En segundo lugar, el objetivo es una práctica constitucionalmente prohibida que los tribunales internacionales denominan chilling effect: desalentar el ejercicio de los derechos ciudadanos. Si una persona sabe que en caso de acudir a una manifestación, aunque no haga nada o, peor aún, incluso aunque sea víctima de un abuso policial puede ser detenido y juzgado como cabeza de turco, el resultado es que la ciudadanía se lo piensa dos veces antes de ejercer derechos como la huelga o la reunión. Con estas detenciones el Ministerio del Interior pretende acallar las protestas laborales en un contexto de crisis social y para ello no duda en obstaculizar el ejercicio de derechos fundamentales reconocidos en la Constitución.
Seguramente tras estas detenciones está también la presión de algunas asociaciones profesionales de la Policía que reclaman constantemente más mano dura contra quien se enfrenta a la Policía. Son las mismas asociaciones, prácticamente dependientes de VOX, que han puesto el grito en el cielo ante las timidísimas reformas de la ley mordaza vigente desde 2015. Estas asociaciones se mueven por intereses exclusivamente políticos y ningún gesto del Gobierno va a conseguir apaciguarlas, pero todo indica que el Ministro de Interior no lo cree así y prefiere lesionar los derechos de los ciudadanos y los trabajadores a parecer débil en la defensa de los desmanes policiales.
La Policía española tiene un déficit de control frente a sus excesos que ha sido repetidamente puesto de manifiesto por el Tribunal Europeo de Derechos Humanos. Nuestro sistema judicial es incapaz de garantizar que los actos irregulares de los agentes de los cuerpos de seguridad no queden impunes. Para reforzar esta situación, el Ministerio del Interior permite a la policía elegir a quien detiene y ampara su impunidad al permitirles denunciar a inocentes en su afán de amedrentar a la ciudadanía.

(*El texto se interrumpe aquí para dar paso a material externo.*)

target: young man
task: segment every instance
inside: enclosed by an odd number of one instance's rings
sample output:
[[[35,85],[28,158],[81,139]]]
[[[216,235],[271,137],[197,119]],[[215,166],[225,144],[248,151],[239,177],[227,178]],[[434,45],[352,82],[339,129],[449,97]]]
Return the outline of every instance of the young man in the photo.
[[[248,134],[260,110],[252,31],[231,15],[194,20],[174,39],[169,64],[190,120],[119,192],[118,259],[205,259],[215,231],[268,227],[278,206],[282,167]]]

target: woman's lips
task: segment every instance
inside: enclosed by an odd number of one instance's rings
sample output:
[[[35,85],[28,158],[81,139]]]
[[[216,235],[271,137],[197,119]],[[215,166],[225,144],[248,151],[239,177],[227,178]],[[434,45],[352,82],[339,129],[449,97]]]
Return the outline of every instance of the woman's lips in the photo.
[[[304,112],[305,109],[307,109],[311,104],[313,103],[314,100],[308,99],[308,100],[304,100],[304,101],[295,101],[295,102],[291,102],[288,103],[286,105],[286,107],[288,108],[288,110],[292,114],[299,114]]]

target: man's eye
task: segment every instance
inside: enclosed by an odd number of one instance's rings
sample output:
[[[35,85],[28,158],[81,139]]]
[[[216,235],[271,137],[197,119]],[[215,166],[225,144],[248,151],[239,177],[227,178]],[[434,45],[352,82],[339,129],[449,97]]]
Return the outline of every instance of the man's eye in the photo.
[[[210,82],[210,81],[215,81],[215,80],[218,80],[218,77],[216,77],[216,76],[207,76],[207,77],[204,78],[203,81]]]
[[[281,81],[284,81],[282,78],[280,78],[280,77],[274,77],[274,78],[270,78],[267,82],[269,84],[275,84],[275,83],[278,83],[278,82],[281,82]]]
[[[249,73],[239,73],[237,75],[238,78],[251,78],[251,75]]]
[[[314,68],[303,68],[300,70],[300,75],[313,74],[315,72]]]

Lo cierto es que en este asunto se están vulnerando derechos fundamentales y garantías procesales de los trabajadores. Se ha elegido cuidadosamente a quien arrestar, imputando a personas que en realidad fueron víctimas de la brutalidad policial. Se han publicado datos personales de los detenidos sin respetar su presunción de inocencia… toda una serie de desmanes jurídicos con un único objetivo, prohibido por la Constitución: desalentar el derecho de protesta y desacreditar falsamente las protestas legítimas.
A quienes realmente habría que detener es en primer lugar los agentes policiales que fueron más allá de su tarea y violaron derechos fundamentales. Si resulta muy grave que un ciudadano ataque ilegítimamente a la policía, más grave es en democracia que un agente de la autoridad abuse de sus poderes. Junto a ellos, el Estado de derecho exigiría investigar quien ha dado la orden de elegir arbitrariamente varias cabezas de turco y vulnerar sus garantías constitucionales. En una sociedad realmente democrática sin residuos dictatoriales estas detenciones orquestadas llevarían a exigir responsabilidades jurídicas y policiales a los mandos del Ministerio del Interior que las han alentado y permitido. Lo de Cádiz estos días no es una acción policial contra la delincuencia sino contra los derechos fundamentales.